Dr. Manuj C. Weerasinghe, head of Department of Community Medicine, University of Colombo, concurred: “People are misunderstanding the WHO’s recommendation of test, test and test. It really depends on the context, and our resources. We cannot waste testing kits by testing more people arbitrarily. We have to reserve the tests for those linked to the clusters currently identified. So far Sri Lanka has effectively prevented leakage into community.”
Poll prospects?
Meanwhile, Sri Lanka’s Health Minister Pavithra Wanniarachchi has said that if Sri Lanka’s curfew is in place until April 19, the country could get “rid of COVID-19”, the Sunday Observer reported.

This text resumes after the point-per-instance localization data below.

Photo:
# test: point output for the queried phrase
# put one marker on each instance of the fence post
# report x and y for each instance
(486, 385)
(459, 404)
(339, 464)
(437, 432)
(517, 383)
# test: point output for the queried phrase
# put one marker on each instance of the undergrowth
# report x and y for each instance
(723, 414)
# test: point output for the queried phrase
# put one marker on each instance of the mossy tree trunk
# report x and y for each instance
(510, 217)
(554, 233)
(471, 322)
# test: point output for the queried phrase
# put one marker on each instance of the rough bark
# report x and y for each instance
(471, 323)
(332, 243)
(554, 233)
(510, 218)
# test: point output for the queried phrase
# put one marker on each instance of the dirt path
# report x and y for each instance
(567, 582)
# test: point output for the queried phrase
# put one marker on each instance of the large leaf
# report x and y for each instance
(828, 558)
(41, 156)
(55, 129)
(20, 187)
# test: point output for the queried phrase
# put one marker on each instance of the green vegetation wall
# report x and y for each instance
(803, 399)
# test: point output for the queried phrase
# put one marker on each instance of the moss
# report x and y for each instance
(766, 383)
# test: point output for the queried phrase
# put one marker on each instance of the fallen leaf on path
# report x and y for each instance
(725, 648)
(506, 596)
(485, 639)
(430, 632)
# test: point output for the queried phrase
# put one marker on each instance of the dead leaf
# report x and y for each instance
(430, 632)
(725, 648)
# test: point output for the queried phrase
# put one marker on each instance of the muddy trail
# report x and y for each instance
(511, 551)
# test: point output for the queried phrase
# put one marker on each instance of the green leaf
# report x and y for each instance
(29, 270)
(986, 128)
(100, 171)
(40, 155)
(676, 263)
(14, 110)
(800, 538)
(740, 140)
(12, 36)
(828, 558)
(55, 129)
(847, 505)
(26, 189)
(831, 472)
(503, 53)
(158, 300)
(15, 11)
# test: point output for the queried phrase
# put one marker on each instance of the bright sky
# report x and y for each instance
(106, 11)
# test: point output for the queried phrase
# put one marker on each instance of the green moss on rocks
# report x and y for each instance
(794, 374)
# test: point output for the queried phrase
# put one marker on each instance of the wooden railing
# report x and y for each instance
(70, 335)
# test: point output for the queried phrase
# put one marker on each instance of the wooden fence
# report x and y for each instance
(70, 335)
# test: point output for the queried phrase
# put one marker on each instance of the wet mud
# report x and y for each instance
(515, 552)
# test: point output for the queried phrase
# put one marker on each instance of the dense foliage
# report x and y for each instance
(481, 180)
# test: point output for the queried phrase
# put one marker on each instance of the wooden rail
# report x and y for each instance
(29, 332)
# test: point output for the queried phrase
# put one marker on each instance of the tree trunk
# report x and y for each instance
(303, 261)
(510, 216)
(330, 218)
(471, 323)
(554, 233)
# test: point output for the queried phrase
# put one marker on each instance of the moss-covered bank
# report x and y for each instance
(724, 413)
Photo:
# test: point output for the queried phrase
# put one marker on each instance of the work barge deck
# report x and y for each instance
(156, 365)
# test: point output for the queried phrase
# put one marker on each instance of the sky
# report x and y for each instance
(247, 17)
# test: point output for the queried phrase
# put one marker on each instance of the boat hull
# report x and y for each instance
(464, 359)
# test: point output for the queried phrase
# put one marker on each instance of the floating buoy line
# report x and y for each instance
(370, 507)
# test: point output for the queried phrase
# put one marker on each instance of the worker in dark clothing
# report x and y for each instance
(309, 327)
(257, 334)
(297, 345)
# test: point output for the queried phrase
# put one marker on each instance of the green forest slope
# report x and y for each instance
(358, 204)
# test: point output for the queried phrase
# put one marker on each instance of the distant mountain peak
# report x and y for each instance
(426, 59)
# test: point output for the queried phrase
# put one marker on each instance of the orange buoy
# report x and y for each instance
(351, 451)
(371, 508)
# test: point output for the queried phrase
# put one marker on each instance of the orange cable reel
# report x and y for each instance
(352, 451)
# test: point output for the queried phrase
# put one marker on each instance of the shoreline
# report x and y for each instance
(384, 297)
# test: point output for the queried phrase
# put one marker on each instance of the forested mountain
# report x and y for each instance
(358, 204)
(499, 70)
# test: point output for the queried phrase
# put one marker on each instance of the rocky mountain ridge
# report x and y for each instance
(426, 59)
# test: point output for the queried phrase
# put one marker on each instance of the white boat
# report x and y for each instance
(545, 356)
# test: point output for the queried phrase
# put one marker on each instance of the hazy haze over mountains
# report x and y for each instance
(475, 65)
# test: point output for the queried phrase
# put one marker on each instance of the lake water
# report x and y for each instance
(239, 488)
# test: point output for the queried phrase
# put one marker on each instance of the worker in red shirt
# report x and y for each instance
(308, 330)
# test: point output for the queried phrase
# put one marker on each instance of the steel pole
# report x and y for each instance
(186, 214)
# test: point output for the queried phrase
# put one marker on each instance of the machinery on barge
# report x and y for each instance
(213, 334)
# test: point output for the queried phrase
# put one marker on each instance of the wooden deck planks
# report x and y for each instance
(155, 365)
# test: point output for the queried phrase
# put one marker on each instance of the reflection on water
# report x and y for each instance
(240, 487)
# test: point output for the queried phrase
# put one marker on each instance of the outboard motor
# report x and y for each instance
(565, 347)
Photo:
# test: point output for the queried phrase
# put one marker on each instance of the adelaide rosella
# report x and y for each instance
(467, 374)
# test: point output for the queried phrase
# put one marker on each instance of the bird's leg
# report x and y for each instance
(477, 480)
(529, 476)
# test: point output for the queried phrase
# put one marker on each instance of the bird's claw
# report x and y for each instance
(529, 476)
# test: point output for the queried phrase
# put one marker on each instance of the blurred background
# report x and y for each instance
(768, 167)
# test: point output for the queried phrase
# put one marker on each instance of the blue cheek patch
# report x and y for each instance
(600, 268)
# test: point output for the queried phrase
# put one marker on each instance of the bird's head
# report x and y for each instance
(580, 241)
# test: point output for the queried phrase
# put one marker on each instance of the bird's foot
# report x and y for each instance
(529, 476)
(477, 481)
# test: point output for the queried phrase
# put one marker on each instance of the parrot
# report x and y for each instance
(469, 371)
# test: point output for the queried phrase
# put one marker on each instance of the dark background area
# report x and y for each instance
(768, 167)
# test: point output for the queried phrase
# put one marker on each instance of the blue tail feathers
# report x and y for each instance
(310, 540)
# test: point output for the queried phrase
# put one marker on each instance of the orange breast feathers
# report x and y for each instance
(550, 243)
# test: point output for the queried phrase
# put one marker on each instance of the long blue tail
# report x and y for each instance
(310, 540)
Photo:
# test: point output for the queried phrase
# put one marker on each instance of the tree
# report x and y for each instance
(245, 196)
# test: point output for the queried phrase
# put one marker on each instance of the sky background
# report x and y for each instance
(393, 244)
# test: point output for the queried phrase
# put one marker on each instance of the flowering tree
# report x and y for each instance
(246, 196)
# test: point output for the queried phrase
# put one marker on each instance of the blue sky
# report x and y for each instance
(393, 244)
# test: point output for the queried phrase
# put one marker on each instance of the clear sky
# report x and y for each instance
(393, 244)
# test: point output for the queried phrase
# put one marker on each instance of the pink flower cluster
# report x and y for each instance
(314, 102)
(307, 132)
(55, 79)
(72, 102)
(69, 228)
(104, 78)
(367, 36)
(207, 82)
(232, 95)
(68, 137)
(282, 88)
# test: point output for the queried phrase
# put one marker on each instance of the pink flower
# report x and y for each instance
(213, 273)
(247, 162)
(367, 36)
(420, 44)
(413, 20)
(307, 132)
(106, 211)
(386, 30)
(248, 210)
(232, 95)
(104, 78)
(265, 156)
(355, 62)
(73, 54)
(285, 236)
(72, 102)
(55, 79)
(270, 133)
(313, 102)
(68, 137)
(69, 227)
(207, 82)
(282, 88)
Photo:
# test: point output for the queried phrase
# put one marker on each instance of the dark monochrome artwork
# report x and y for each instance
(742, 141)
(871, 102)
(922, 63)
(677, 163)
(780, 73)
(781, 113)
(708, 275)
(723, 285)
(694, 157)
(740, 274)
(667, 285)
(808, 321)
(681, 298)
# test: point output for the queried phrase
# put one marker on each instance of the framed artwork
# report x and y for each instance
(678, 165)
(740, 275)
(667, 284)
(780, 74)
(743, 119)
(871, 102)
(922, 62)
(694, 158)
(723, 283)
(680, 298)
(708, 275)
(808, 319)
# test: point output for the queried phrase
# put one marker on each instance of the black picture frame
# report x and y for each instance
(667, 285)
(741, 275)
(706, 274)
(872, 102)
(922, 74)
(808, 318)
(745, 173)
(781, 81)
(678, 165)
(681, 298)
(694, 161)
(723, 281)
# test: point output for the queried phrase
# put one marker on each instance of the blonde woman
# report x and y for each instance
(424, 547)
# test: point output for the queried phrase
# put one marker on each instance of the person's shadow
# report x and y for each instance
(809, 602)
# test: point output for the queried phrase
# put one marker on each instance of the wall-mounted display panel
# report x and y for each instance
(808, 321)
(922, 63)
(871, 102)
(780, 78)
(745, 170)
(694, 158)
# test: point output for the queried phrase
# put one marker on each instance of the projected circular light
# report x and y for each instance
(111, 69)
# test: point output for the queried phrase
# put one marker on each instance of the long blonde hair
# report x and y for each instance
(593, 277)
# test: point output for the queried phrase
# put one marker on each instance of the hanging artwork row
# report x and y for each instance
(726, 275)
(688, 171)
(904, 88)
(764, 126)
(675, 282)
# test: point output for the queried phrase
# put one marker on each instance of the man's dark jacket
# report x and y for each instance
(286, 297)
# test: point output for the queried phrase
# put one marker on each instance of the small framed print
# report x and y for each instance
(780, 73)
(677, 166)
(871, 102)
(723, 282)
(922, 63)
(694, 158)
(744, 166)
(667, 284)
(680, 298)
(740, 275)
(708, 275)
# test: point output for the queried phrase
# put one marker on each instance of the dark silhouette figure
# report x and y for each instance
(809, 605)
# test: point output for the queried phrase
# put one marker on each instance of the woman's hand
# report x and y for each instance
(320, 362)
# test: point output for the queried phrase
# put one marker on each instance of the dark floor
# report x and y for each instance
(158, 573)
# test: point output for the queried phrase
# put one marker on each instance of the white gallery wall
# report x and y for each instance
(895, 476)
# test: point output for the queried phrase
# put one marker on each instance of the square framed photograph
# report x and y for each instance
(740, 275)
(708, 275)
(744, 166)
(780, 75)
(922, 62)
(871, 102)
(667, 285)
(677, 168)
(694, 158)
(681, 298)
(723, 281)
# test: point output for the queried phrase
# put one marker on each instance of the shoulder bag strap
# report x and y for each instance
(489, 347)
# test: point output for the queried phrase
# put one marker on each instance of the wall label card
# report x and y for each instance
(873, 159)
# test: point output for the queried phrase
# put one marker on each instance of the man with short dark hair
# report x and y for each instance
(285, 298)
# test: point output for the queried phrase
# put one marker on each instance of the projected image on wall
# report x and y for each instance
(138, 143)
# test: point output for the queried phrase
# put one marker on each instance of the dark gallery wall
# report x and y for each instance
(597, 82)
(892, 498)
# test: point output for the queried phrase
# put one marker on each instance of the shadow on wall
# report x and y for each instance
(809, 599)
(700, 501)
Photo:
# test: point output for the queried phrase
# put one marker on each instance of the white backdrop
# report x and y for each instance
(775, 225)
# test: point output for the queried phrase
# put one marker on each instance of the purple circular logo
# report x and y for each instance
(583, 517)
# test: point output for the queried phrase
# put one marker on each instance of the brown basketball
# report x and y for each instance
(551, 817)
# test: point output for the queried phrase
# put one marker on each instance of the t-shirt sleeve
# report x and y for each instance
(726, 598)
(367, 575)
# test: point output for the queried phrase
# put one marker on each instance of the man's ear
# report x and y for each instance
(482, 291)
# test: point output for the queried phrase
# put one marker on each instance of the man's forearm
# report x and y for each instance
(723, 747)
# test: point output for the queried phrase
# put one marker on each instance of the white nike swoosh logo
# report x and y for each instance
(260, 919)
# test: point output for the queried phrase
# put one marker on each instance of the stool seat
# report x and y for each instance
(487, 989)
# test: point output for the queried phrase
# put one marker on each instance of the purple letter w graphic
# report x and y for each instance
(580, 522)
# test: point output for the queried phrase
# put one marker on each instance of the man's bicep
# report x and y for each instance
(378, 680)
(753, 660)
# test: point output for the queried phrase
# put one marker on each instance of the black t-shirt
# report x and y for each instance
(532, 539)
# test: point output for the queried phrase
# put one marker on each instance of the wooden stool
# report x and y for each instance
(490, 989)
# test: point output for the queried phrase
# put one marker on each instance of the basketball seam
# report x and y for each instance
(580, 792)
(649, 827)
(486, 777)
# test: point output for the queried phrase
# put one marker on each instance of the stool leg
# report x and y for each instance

Government critics read the comment as a precursor to the general elections that President Rajapaksa earlier said would be held as per schedule, but was later postponed due to the pandemic.
“It is absurd to even think of elections now. How can we even predict when the infections will stop spreading?” asked Dr. Cooray, a former manager for South Asia, for the Global AIDS programme. “The election fever seems to have preceded the government’s COVID response, as poll nominations went on from March 12-19, even as our first few cases were being reported.” he added.
Dr. Weerasinghe too said it was hard to comment on ”eliminating” the virus as yet. By April 20, Sri Lanka would have finished two incubation periods (of 14 days each) since the curfew began. “We need to consider at least four to five incubation periods to say with some certainty that things are under control. If no new clusters are sighted by April 20, we may be in a better position to decide what to do next and whether we can go for a planned, staggered, slow exit strategy,” he said, adding that a hurried exit could enhance the risk of a resurgence of the virus.
Dr. Cooray also pointed to a “high case fatality” ratio — of the number of deaths to cases. Sri Lanka has reported seven deaths out of the 219 infections. “That is not very low. It could mean that the true picture [of the total number of cases] may not have been captured in the current numbers,” he cautioned.